To solve the problem, we need to find four different integers that form an increasing arithmetic progression (A.P.) such that one of the integers is equal to the sum of the squares of the other three integers. Let's denote the four integers in the A.P. as follows: Let the first term be \( a - d \), the second term be \( a \), the third term be \( a + d \), and the fourth term be \( a + 2d \). ### Step 1: Set up the equation According to the problem, one of the integers is equal to the sum of the squares of the other three. We can assume that the largest integer \( a + 2d \) is equal to the sum of the squares of the other three integers: \[ a + 2d = (a - d)^2 + a^2 + (a + d)^2 \] ### Step 2: Expand the squares Now, we will expand the right-hand side: \[ (a - d)^2 = a^2 - 2ad + d^2 \] \[ a^2 = a^2 \] \[ (a + d)^2 = a^2 + 2ad + d^2 \] Adding these together: \[ (a - d)^2 + a^2 + (a + d)^2 = (a^2 - 2ad + d^2) + a^2 + (a^2 + 2ad + d^2) \] \[ = 3a^2 + 2d^2 \] ### Step 3: Set up the equation Now substituting back into our equation: \[ a + 2d = 3a^2 + 2d^2 \] ### Step 4: Rearranging the equation Rearranging gives us: \[ 3a^2 - a + 2d^2 - 2d = 0 \] ### Step 5: Solve for \( d \) This is a quadratic equation in terms of \( d \). We can use the quadratic formula: \[ d = \frac{-b \pm \sqrt{b^2 - 4ac}}{2a} \] Here, \( a = 2 \), \( b = -2 \), and \( c = 3a^2 - a \). ### Step 6: Discriminant must be non-negative For \( d \) to be a real number, the discriminant must be non-negative: \[ (-2)^2 - 4(2)(3a^2 - a) \geq 0 \] \[ 4 - 8(3a^2 - a) \geq 0 \] \[ 4 - 24a^2 + 8a \geq 0 \] \[ -24a^2 + 8a + 4 \geq 0 \] ### Step 7: Factor the quadratic Dividing the entire inequality by -4 (which flips the inequality): \[ 6a^2 - 2a - 1 \leq 0 \] ### Step 8: Find roots Finding the roots of the quadratic \( 6a^2 - 2a - 1 = 0 \): Using the quadratic formula: \[ a = \frac{-(-2) \pm \sqrt{(-2)^2 - 4(6)(-1)}}{2(6)} = \frac{2 \pm \sqrt{4 + 24}}{12} = \frac{2 \pm \sqrt{28}}{12} = \frac{2 \pm 2\sqrt{7}}{12} = \frac{1 \pm \sqrt{7}}{6} \] ### Step 9: Determine integer values The roots give us intervals for \( a \).

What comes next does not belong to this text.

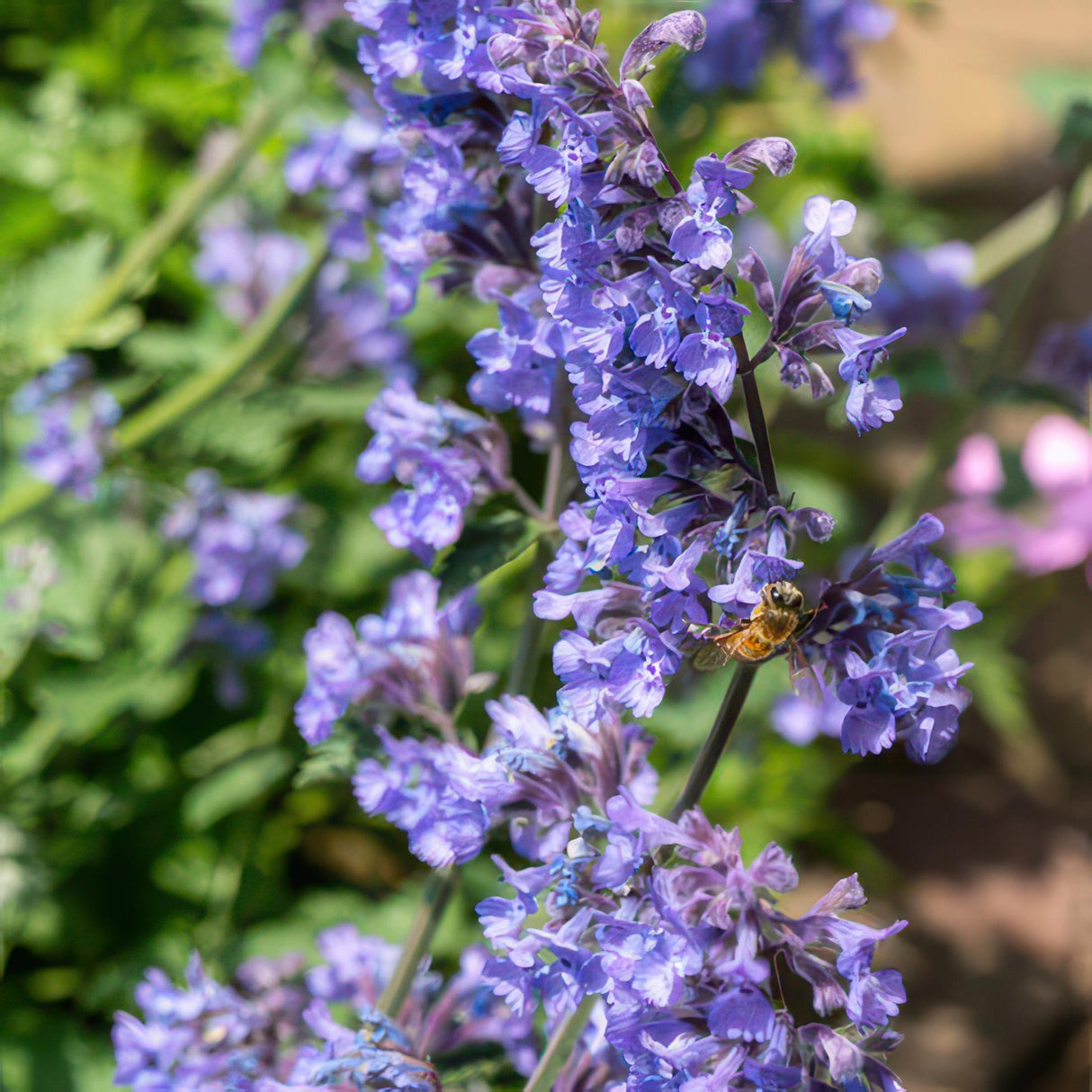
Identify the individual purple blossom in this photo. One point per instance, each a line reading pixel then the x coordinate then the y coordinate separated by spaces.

Since \( a \) must be an integer, we can test integer values within the range defined by the roots. ### Step 10: Testing values Testing \( a = 0 \): \[ d = 1 \quad \text{(as calculated earlier)} \] The integers are \( -1, 0, 1, 2 \). ### Conclusion The largest integer in this A.P. is: \[ \boxed{2} \]